I’ve talked on many occasions about the need for better accessibility for events like film festivals and that remains a problem that is getting wider acknowledgment. The Turner Classic Movies Film Festival remains the gold standard in terms of welcoming disabled critics, opening up to dialogue and trying their hardest to make changes while the event is actually going on. This year, when I was covering their red carpet, they actually removed fencing that prohibited me from seeing the event and allowing me to be as unobstructed as my colleagues. That small problem – something the festival planners weren’t aware of – allowed for a discussion about the inherent ways event organizers unconsciously forget disability. Talking to SXSW employees after the problems I had covering the fest this year have also yielded more educational opportunities, both for them and for me that I hope to employ in 2020.

The problem mainly lies in accessibility of a different kind: studios and screening rooms. These are spaces that, unfortunately, building planners and executives have probably never foreseen disabled folks in and it shows. Several key screening rooms in Los Angeles don’t have spaces carved out for wheelchairs, which seems like a recipe for disaster considering ADA laws regarding movie theaters. Visiting these locations often force me to transfer into a regular seat and either put my wheelchair down in the front or, in many cases, outside of the theater entirely. I become dependent on whoever is with me or random strangers to bring me my wheelchair after the screening. I have no idea what would happen in the event of an emergency. 
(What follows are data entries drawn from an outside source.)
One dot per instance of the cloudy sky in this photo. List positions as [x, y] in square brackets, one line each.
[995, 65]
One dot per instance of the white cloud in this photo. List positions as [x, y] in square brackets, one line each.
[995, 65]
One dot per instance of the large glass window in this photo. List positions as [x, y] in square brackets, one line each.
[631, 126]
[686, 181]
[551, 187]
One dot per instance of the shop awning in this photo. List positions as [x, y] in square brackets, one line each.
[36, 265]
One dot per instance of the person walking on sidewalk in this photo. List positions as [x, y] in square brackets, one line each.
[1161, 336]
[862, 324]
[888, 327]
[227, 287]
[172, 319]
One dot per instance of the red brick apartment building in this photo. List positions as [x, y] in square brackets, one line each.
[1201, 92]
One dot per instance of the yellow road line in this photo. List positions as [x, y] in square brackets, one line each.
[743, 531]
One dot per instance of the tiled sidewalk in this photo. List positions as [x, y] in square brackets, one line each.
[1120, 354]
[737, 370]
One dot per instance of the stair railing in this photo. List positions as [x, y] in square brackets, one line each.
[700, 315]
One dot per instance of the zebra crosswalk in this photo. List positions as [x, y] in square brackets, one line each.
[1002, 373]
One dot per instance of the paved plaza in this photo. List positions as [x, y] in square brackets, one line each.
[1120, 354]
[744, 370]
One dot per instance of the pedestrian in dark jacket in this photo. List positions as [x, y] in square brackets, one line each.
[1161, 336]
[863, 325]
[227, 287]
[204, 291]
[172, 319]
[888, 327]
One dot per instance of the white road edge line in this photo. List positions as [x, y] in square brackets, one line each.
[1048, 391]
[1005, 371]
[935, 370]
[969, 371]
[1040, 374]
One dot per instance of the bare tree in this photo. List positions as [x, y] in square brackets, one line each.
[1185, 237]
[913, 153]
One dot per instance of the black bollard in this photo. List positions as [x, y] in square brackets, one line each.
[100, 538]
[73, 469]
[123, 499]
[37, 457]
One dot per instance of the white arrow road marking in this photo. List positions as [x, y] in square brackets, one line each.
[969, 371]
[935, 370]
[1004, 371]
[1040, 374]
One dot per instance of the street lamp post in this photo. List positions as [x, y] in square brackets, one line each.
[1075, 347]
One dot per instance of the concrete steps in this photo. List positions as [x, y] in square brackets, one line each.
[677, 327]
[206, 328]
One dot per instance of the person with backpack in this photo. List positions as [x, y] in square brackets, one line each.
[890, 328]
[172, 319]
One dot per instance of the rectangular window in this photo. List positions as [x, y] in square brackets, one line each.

Studios are also lessons in retrofitting. I can’t even attend screenings at one prominent studio as they haven’t retrofitted their location at all for ADA compliance. It’s interesting because in these situations I don’t question how a disabled critic would visit, but how would a disabled employee? If their place of business isn’t accessible to them, they’re automatically unable to work there. Again, these issues have the potential for lawsuits and could easily be avoided with more proactive thinking. Thankfully, the various PR reps and studio employees I’ve interacted with couldn’t be more helpful and apologetic, but they shouldn’t have to be. They don’t have to apologize for the shortsightedness of executives or designers who, sadly, still see these places as purely for the able-bodied. 

Changing Hearts and Minds

More than anything, this year has been about changing hearts and minds to the need to include disability in discussions of inclusion in regards to not just film criticism, but the film industry and society in general. A screening room not including disabled seating goes towards grander talks about accessibility in public buildings and the internalized ableism that anchors so much of people’s thinking. I’ve been told that disability isn’t particularly an inclusion issue because it’s often a medical condition and this is categorically untrue. Disability is as inherent as gender, race, and sexual orientation, all elements that are brought up with regards to diversity and inclusion.

Just talking about these issues brings up consternation among friends and colleagues. I’ve been told my criticisms about these issues are complaints that could threaten to have me labeled as “difficult.” Mind you, the elevating of valid critiques to complaints is something that often happens to those with disabilities as our issues are perceived as luxuries, the cries of the entitled. This is ableism and it is alive in even the most kindhearted people who, sadly, don’t often know they’re doing it. But it speaks to a larger issue in the entertainment industry, that those of us with disabilities who want equality are perceived as asking too much. Rewiring someone’s thinking is the hardest thing and it’s why putting this out there is so important. If we want more disabled people to become critics down the line, they need to know there is a support system, allies they can rely on. I always say I don’t want to be the only disabled critic; I shouldn’t be. 

My experiences over the last year aren’t to shame, but to make people in the entertainment industry think deeper. But with 1 in 4 people living with a disability, those statistics aren’t reflected in any capacity in Hollywood, especially in the critical community. When we talk about representation, it has to be in front of and behind the camera, as well as in reviewing films. This year has opened my eyes to a lot.